SERVER_CLI="$SERVER_CLI -DCONFIG=${HOME}/nw2.conf -DLOG_DIR=${HOME}/logs"

And the other one:

# Server name must be unique
NAME="primary-2"

# supported roles are: "primary", "secondary", "monitor". Single-server configuration
# runs with combined role "primary,monitor"
#
ROLE="primary"

# regions are defined in the file cluster.conf; primary server allocates devices
# to regions according to the parameter "allocations" in the file cluster.conf.
# In single server configuration there is only one default region "world" and file
# cluster.conf is unnecessary
#
REGION="world"

# HA group id. This must be identical on all servers in the same HA group.
HA_ID="nsg-development-primary-ha"

#----------------------------------------------------------
#   Server command line parameters
JVM_CLI="-XX:+UseG1GC -XX:MaxPermSize=256m -XX:G1HeapRegionSize=32M -XX:+ParallelRefProcEnabled"
SERVER_CLI="$JVM_CLI -DZK=embedded -DNAME=$NAME -DROLE=$ROLE -DREGION=$REGION -DHA_ID=$HA_ID"
SERVER_CLI="$SERVER_CLI -DCONFIG=${HOME}/nw2.conf -DLOG_DIR=${HOME}/logs"

All parameters are exactly the same except for NAME.

Not only command line parameters must be the same between these two servers, configuration files and scripts they use should also be identical.

Note

NetSpyGlass does not synchronize configuration files and other resources between servers in HA configuration. You probably need to employ some automated system to deploy and synchronize these files across servers in HA pair.

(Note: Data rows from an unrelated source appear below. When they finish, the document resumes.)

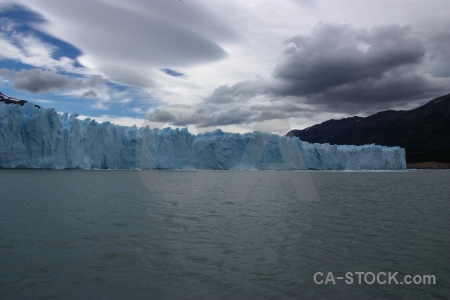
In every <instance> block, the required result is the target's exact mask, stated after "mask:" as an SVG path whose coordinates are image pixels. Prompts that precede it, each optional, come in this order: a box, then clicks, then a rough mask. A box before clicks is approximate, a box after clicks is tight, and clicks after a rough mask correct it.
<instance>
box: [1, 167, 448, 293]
mask: <svg viewBox="0 0 450 300" xmlns="http://www.w3.org/2000/svg"><path fill="white" fill-rule="evenodd" d="M449 175H450V171H446V170H442V171H405V172H292V171H282V172H269V171H264V172H263V171H258V172H233V171H84V170H64V171H53V170H0V298H1V299H342V298H347V299H349V298H360V299H377V298H392V299H414V298H416V299H418V298H421V299H425V298H438V299H439V298H442V299H444V298H447V299H448V297H449V295H450V254H449V253H450V235H449V233H450V221H449V213H450V203H449V195H450V176H449ZM359 271H361V272H373V273H377V272H399V275H398V278H399V279H401V278H402V276H403V275H405V274H410V275H435V276H436V284H434V285H425V284H421V285H395V284H391V285H388V284H384V285H383V284H377V283H374V284H365V283H363V284H357V283H354V284H351V285H348V284H345V282H343V281H338V282H336V284H326V285H325V284H321V285H318V284H315V283H314V280H313V277H314V274H315V273H316V272H323V273H325V274H326V273H327V272H333V273H334V274H335V276H342V275H343V274H345V272H359ZM355 278H356V276H355Z"/></svg>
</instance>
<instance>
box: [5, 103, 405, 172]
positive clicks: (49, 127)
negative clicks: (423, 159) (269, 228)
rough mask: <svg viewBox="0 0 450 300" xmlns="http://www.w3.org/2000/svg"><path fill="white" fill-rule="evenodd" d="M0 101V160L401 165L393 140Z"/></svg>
mask: <svg viewBox="0 0 450 300" xmlns="http://www.w3.org/2000/svg"><path fill="white" fill-rule="evenodd" d="M77 116H78V115H77V114H72V115H68V114H67V113H65V114H62V115H61V114H58V113H57V112H56V111H55V110H53V109H39V108H37V107H35V106H34V105H33V104H31V103H25V104H24V105H23V106H19V105H7V104H4V103H0V168H54V169H63V168H86V169H91V168H113V169H134V168H140V169H156V168H158V169H276V170H288V169H317V170H343V169H352V170H362V169H370V170H381V169H387V170H392V169H405V168H406V163H405V151H404V149H402V148H399V147H382V146H376V145H366V146H335V145H328V144H310V143H307V142H303V141H301V140H299V139H298V138H289V137H284V136H278V135H274V134H267V133H262V132H251V133H246V134H233V133H224V132H222V131H221V130H216V131H214V132H209V133H204V134H199V135H192V134H190V133H189V132H188V131H187V130H186V129H170V128H169V129H168V128H165V129H162V130H158V129H150V128H149V127H141V128H137V127H136V126H133V127H125V126H117V125H114V124H111V123H109V122H106V123H101V124H100V123H97V122H96V121H95V120H90V119H86V120H78V119H77Z"/></svg>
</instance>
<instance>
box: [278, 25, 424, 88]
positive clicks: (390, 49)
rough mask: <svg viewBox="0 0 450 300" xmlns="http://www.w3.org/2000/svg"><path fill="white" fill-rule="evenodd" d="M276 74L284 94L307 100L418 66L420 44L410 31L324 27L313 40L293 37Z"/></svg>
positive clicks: (343, 27)
mask: <svg viewBox="0 0 450 300" xmlns="http://www.w3.org/2000/svg"><path fill="white" fill-rule="evenodd" d="M287 44H288V45H289V47H288V48H287V49H286V51H285V53H284V55H283V56H282V58H281V60H280V62H279V63H278V65H277V66H276V68H275V71H274V77H275V78H279V79H281V80H284V81H288V82H292V86H291V87H290V89H288V90H287V91H286V92H287V93H289V94H298V95H308V94H311V93H318V92H322V91H324V90H326V89H329V88H333V87H335V86H342V85H344V84H349V83H354V82H357V81H359V80H364V79H367V78H375V79H377V78H381V77H383V75H384V74H385V72H387V71H390V70H393V69H395V68H398V67H400V66H404V65H411V64H416V63H418V62H420V60H421V59H422V58H423V56H424V54H425V48H424V47H423V45H422V43H421V41H420V40H419V39H417V38H416V37H414V36H413V35H412V33H411V31H410V30H409V29H408V28H405V27H400V26H395V25H392V26H384V27H378V28H374V29H372V30H370V31H369V30H355V29H353V28H352V27H350V26H348V25H332V24H323V25H319V26H318V27H316V28H315V29H314V30H313V32H312V35H311V36H296V37H294V38H291V39H289V40H288V41H287Z"/></svg>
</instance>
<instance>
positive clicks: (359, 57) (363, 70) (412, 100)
mask: <svg viewBox="0 0 450 300" xmlns="http://www.w3.org/2000/svg"><path fill="white" fill-rule="evenodd" d="M286 44H287V48H286V50H285V51H284V53H283V55H282V56H281V58H280V60H279V62H278V64H277V65H276V67H275V68H274V71H273V74H272V76H271V77H270V78H269V79H262V78H258V79H255V80H248V81H241V82H237V83H235V84H233V85H224V86H220V87H218V88H216V89H215V90H214V92H213V93H212V94H211V95H210V96H209V97H208V98H207V99H206V103H207V104H215V105H217V104H222V105H225V104H229V103H251V101H252V100H251V99H252V98H254V97H257V96H260V95H266V96H269V97H271V98H272V99H273V100H272V101H280V98H281V99H282V98H286V97H289V98H286V99H289V101H291V102H292V101H293V102H294V103H299V104H301V103H304V104H310V105H314V106H316V108H317V109H320V111H328V112H344V113H348V114H357V113H362V114H367V113H372V112H375V111H376V110H379V109H389V108H390V107H393V106H398V105H399V104H401V103H405V102H410V101H414V100H423V99H427V98H429V97H435V96H439V95H442V94H443V93H446V92H448V86H449V80H448V78H436V77H433V76H431V75H429V74H424V73H421V72H420V67H421V66H423V64H425V63H426V62H425V54H426V52H427V47H426V44H425V43H424V42H423V41H422V40H421V39H419V38H418V37H416V36H415V35H414V34H413V32H412V30H411V29H410V28H408V27H402V26H399V25H388V26H380V27H374V28H372V29H355V28H353V27H351V26H349V25H338V24H320V25H318V26H316V27H315V28H314V29H313V30H312V32H311V34H310V35H297V36H295V37H292V38H290V39H288V40H287V42H286ZM286 99H285V100H286ZM285 100H284V102H286V101H285ZM288 104H289V103H288V102H286V105H288Z"/></svg>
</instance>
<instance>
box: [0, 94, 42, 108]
mask: <svg viewBox="0 0 450 300" xmlns="http://www.w3.org/2000/svg"><path fill="white" fill-rule="evenodd" d="M0 102H3V103H6V104H19V105H21V106H23V105H24V104H25V103H27V102H28V101H25V100H20V99H16V98H12V97H8V96H6V95H5V94H3V93H2V92H0ZM34 106H36V107H37V108H41V107H40V106H39V105H36V104H34Z"/></svg>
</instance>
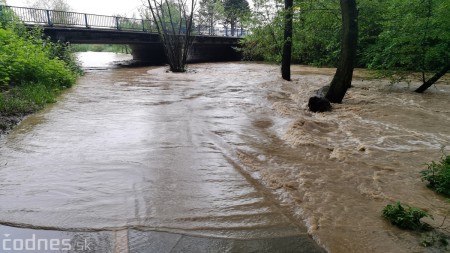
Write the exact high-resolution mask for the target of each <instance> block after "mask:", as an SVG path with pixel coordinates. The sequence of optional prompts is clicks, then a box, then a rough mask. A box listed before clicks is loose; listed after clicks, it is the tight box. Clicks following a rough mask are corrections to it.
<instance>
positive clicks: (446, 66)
mask: <svg viewBox="0 0 450 253" xmlns="http://www.w3.org/2000/svg"><path fill="white" fill-rule="evenodd" d="M448 71H450V63H448V64H447V65H446V66H445V67H444V68H442V69H441V71H439V72H437V73H436V74H435V75H434V76H433V77H431V78H430V79H428V81H426V82H424V83H423V84H422V85H420V87H419V88H417V89H416V90H415V92H417V93H423V92H424V91H426V90H427V89H428V88H430V87H431V85H433V84H434V83H436V82H437V80H439V79H440V78H441V77H442V76H444V75H445V73H447V72H448Z"/></svg>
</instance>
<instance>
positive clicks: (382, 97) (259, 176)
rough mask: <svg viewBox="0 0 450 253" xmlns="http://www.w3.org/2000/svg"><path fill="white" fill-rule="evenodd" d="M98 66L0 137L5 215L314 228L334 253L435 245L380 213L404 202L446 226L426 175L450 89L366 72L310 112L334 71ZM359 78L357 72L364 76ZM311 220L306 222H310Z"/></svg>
mask: <svg viewBox="0 0 450 253" xmlns="http://www.w3.org/2000/svg"><path fill="white" fill-rule="evenodd" d="M127 57H128V56H124V55H114V54H107V53H102V54H98V53H85V54H82V55H81V59H82V60H83V61H84V62H85V66H87V72H86V75H85V76H83V77H82V78H81V79H80V80H79V82H78V84H77V85H76V86H75V87H74V88H72V89H71V90H69V91H68V92H66V93H65V94H64V95H63V96H62V97H61V99H60V101H59V102H58V103H56V104H54V105H52V106H50V107H48V108H47V109H45V110H44V111H42V112H39V113H37V114H35V115H33V116H30V117H28V118H27V119H25V120H24V121H23V122H22V123H21V124H20V125H19V126H18V127H16V128H15V129H14V130H13V131H12V132H11V133H10V134H9V135H7V136H4V137H3V138H2V139H1V140H0V145H1V146H0V206H1V210H0V221H1V223H2V224H8V225H12V226H26V227H32V228H45V229H54V230H69V231H70V230H82V231H90V230H96V231H97V230H114V229H121V228H139V229H149V230H158V231H170V232H179V233H187V234H194V235H200V236H212V237H218V238H265V237H267V238H268V237H285V236H294V235H299V234H302V233H304V232H305V231H306V230H307V231H308V232H309V233H310V234H311V235H312V236H313V237H314V239H315V240H316V241H317V242H318V243H319V244H320V245H322V246H324V247H325V248H326V249H327V250H329V251H330V252H422V251H424V248H422V247H420V246H418V239H417V236H415V235H412V234H410V233H408V232H405V231H401V230H398V229H396V228H394V227H392V226H391V225H390V224H388V223H387V222H385V221H384V220H383V218H382V217H381V210H382V208H383V207H384V206H385V205H386V204H388V203H390V202H392V201H397V200H399V201H402V202H405V203H408V204H411V205H414V206H417V207H421V208H424V209H427V210H428V211H430V213H432V214H433V216H434V217H435V220H434V221H430V222H431V223H433V222H435V223H436V224H440V223H441V222H442V219H443V217H444V216H445V215H448V213H449V210H450V209H449V204H448V203H446V202H445V199H444V198H443V197H441V196H438V195H435V194H434V193H433V192H431V191H430V190H429V189H427V188H426V187H425V185H424V183H423V182H421V181H420V176H419V172H420V170H422V169H424V163H426V162H429V161H431V160H433V159H434V160H436V159H438V158H439V157H440V156H441V151H440V150H441V149H444V150H446V151H447V152H449V151H450V149H449V148H448V147H447V146H448V145H449V144H450V127H449V126H450V109H449V108H450V106H449V95H450V88H449V86H448V85H445V84H438V85H437V86H436V87H433V88H431V90H430V91H429V92H427V93H426V94H423V95H418V94H414V93H412V92H411V90H413V85H411V87H409V86H408V85H407V84H404V85H401V84H399V85H389V83H388V82H385V81H377V80H364V79H365V78H363V75H362V74H361V75H360V76H358V75H357V76H356V80H355V82H354V87H353V88H351V89H350V91H349V93H348V95H347V97H346V98H345V101H344V103H343V104H340V105H335V106H334V111H333V112H331V113H324V114H313V113H310V112H308V111H307V110H306V103H307V99H308V97H309V94H310V93H311V92H312V91H313V90H315V89H318V88H319V87H321V86H323V85H325V84H327V83H329V81H330V79H331V77H332V74H333V71H332V70H329V69H314V68H307V67H299V66H296V67H295V69H294V70H295V73H294V76H293V81H292V82H285V81H282V80H281V79H280V78H279V73H278V72H279V69H278V67H277V66H273V65H266V64H256V63H214V64H195V65H191V66H190V71H189V72H188V73H183V74H174V73H168V72H167V68H166V67H139V68H114V67H112V65H108V62H110V61H112V60H125V59H127ZM357 74H358V73H357ZM305 225H306V226H305Z"/></svg>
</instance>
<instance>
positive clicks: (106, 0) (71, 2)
mask: <svg viewBox="0 0 450 253" xmlns="http://www.w3.org/2000/svg"><path fill="white" fill-rule="evenodd" d="M142 1H143V0H125V1H123V0H66V2H67V3H68V4H69V5H70V6H71V7H72V10H73V11H75V12H81V13H89V14H101V15H115V14H119V15H126V16H127V17H131V16H132V15H133V13H136V14H137V13H138V8H139V7H141V6H142ZM29 2H30V0H6V3H7V4H8V5H11V6H19V7H28V6H29V4H28V3H29Z"/></svg>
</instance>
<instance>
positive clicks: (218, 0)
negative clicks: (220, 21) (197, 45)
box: [197, 0, 224, 35]
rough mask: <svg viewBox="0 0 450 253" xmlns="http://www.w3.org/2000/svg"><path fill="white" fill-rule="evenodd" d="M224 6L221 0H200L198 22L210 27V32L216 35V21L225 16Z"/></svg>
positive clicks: (209, 31) (210, 32)
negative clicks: (214, 31) (223, 15)
mask: <svg viewBox="0 0 450 253" xmlns="http://www.w3.org/2000/svg"><path fill="white" fill-rule="evenodd" d="M223 14H224V7H223V4H222V1H220V0H200V2H199V10H198V15H197V18H198V23H199V25H200V26H202V25H203V26H204V25H205V24H206V26H207V27H208V34H209V35H214V26H215V24H216V22H217V21H218V20H219V19H221V18H223Z"/></svg>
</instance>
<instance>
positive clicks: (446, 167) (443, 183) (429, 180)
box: [421, 156, 450, 196]
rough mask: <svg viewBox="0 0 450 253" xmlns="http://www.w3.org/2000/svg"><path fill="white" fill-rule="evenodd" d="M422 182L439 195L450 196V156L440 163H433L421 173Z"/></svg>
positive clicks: (445, 158)
mask: <svg viewBox="0 0 450 253" xmlns="http://www.w3.org/2000/svg"><path fill="white" fill-rule="evenodd" d="M421 175H422V181H427V182H428V186H429V187H430V188H431V189H433V190H434V191H435V192H437V193H441V194H444V195H446V196H450V156H443V157H442V159H441V160H440V161H439V162H435V161H432V162H431V163H429V164H428V166H427V169H426V170H423V171H421Z"/></svg>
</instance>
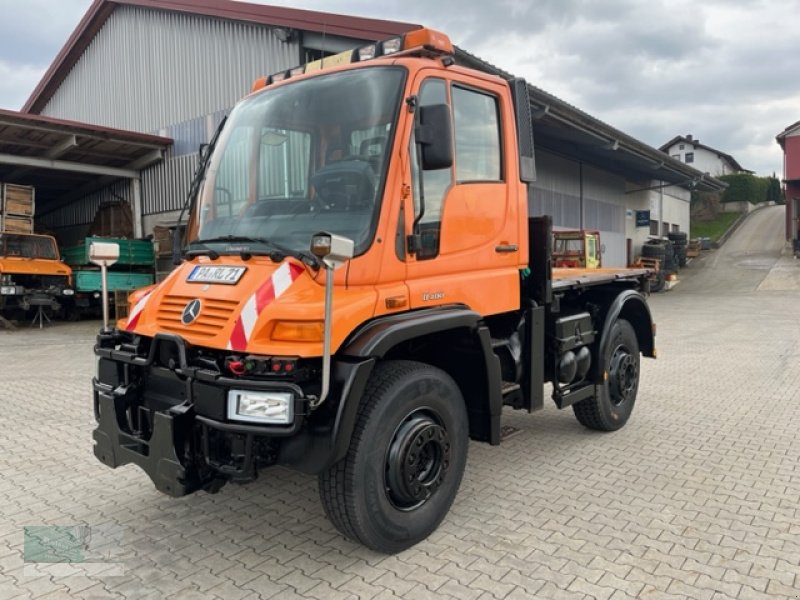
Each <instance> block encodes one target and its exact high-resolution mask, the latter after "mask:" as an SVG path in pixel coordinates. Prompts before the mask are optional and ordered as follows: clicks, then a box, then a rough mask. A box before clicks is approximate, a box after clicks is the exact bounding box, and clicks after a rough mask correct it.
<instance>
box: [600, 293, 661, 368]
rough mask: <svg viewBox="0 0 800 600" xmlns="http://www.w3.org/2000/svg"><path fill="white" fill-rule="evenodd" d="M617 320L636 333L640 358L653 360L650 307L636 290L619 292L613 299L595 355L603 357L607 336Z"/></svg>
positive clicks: (607, 339)
mask: <svg viewBox="0 0 800 600" xmlns="http://www.w3.org/2000/svg"><path fill="white" fill-rule="evenodd" d="M617 319H625V320H626V321H628V322H629V323H630V324H631V326H632V327H633V329H634V331H635V332H636V338H637V341H638V342H639V350H640V351H641V353H642V356H647V357H649V358H655V357H656V342H655V332H654V330H653V318H652V315H651V314H650V307H649V306H648V305H647V301H646V300H645V298H644V296H643V295H642V294H640V293H639V292H637V291H636V290H625V291H623V292H621V293H620V294H619V295H617V296H616V297H615V298H614V300H613V301H612V303H611V305H610V306H609V308H608V311H607V312H606V315H605V320H604V323H603V330H602V335H601V336H600V348H599V354H597V356H605V351H606V346H607V345H608V337H609V335H608V334H609V332H610V331H611V326H612V325H613V324H614V321H616V320H617Z"/></svg>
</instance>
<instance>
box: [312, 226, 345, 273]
mask: <svg viewBox="0 0 800 600" xmlns="http://www.w3.org/2000/svg"><path fill="white" fill-rule="evenodd" d="M354 249H355V243H354V242H353V240H351V239H349V238H346V237H344V236H341V235H335V234H333V233H328V232H327V231H320V232H319V233H315V234H314V235H313V236H311V253H312V254H313V255H314V256H316V257H317V258H318V259H320V260H321V261H322V263H323V264H324V265H325V267H327V268H328V269H331V270H336V269H338V268H339V267H341V266H342V265H343V264H344V263H346V262H347V261H348V260H350V259H351V258H353V251H354Z"/></svg>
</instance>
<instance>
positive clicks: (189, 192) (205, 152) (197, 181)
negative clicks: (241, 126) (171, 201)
mask: <svg viewBox="0 0 800 600" xmlns="http://www.w3.org/2000/svg"><path fill="white" fill-rule="evenodd" d="M227 120H228V115H225V116H224V117H222V120H221V121H220V123H219V125H218V126H217V130H216V131H215V132H214V135H213V136H212V137H211V141H210V142H209V143H208V145H206V146H205V147H203V146H201V147H200V160H199V161H198V163H197V169H196V170H195V172H194V177H193V178H192V182H191V184H190V185H189V193H188V194H186V200H185V201H184V203H183V206H182V207H181V212H180V214H179V215H178V222H177V224H176V225H175V230H174V231H173V233H172V235H173V238H172V262H173V263H174V264H176V265H179V264H180V262H181V234H180V231H181V221H183V215H184V213H186V209H187V208H189V205H193V203H194V201H195V199H196V198H197V192H198V191H199V189H200V182H201V181H203V179H204V177H205V174H206V169H207V168H208V163H209V162H210V160H211V154H212V152H213V150H214V147H215V146H216V145H217V141H218V140H219V136H220V134H221V133H222V129H223V127H225V122H226V121H227ZM195 256H197V255H196V254H195ZM209 256H211V255H210V254H209Z"/></svg>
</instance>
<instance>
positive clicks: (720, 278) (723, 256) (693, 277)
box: [681, 206, 786, 294]
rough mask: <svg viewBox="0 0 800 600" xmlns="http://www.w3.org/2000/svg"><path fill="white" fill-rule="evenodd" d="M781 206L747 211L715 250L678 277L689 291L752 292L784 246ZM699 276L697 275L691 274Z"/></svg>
mask: <svg viewBox="0 0 800 600" xmlns="http://www.w3.org/2000/svg"><path fill="white" fill-rule="evenodd" d="M785 214H786V212H785V208H784V207H783V206H770V207H767V208H762V209H759V210H756V211H754V212H753V213H751V214H750V215H749V216H748V217H747V219H745V221H744V222H743V223H742V225H741V226H740V227H739V228H738V229H737V230H736V232H735V234H734V235H733V236H731V238H730V239H729V240H728V241H727V242H726V243H725V244H724V245H723V246H722V248H720V249H719V250H718V251H716V252H713V253H710V254H707V255H706V256H702V257H701V258H700V259H699V260H697V261H696V262H695V264H694V265H692V268H690V269H688V270H686V271H684V272H683V273H682V274H681V278H682V279H684V280H686V281H689V280H691V282H692V285H691V286H689V287H690V288H691V292H692V293H694V294H699V293H739V292H752V291H754V290H755V289H756V288H757V287H758V285H759V284H760V283H761V282H762V281H763V280H764V278H765V277H766V276H767V275H768V274H769V272H770V270H771V269H772V268H773V267H774V266H775V264H776V263H777V262H778V260H779V258H780V256H781V251H782V249H783V246H784V240H783V236H784V228H785ZM698 274H699V275H701V276H700V277H699V278H697V277H694V275H698Z"/></svg>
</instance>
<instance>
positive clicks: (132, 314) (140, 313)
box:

HA configuration makes sense for the mission critical NetSpyGlass clusters where the cost of running machines that host standby NetSpyGlass servers is justified because of the high cost of the downtime. If the cluster is built with a dedicated compute and alert servers, in addition to the primary server and monitors, then the primary, each compute and alert servers should be configured as separate HA pairs. In a configuration like this, each HA pair should have its own separate HA Id string used with command line parameter -DHA_ID. Make sure HA IDs are not mixed up, that is, the same HA Id should never be used with servers that have different roles.

2.11.2. Health Checks¶

you can use API call GET /v2/ping/net/:netid/ to quickly check if the server is up and running and if it is a leader in an HA pair. There are two versions of this call:

GET /v2/ping/net/:netid/ : this returns HTTP response 200 and “ok” in the response body if the server is up and running and if it is a leader in HA pair. If the server is not a leader, this call still returns HTTP response 200 but the body says “standby”
GET /v2/ping/net/:netid/se/ : this returns HTTP response 200 and “ok” in the response body if the server is up and running and if it is a leader in HA pair. If the server is not a leader, this call returns HTTP response 503 (Service Not Available) and the body says “standby”

Your load balancer can use /v2/ping/net/:netid/ or /v2/ping/net/:netid/se/ to determine if it should send request to the server.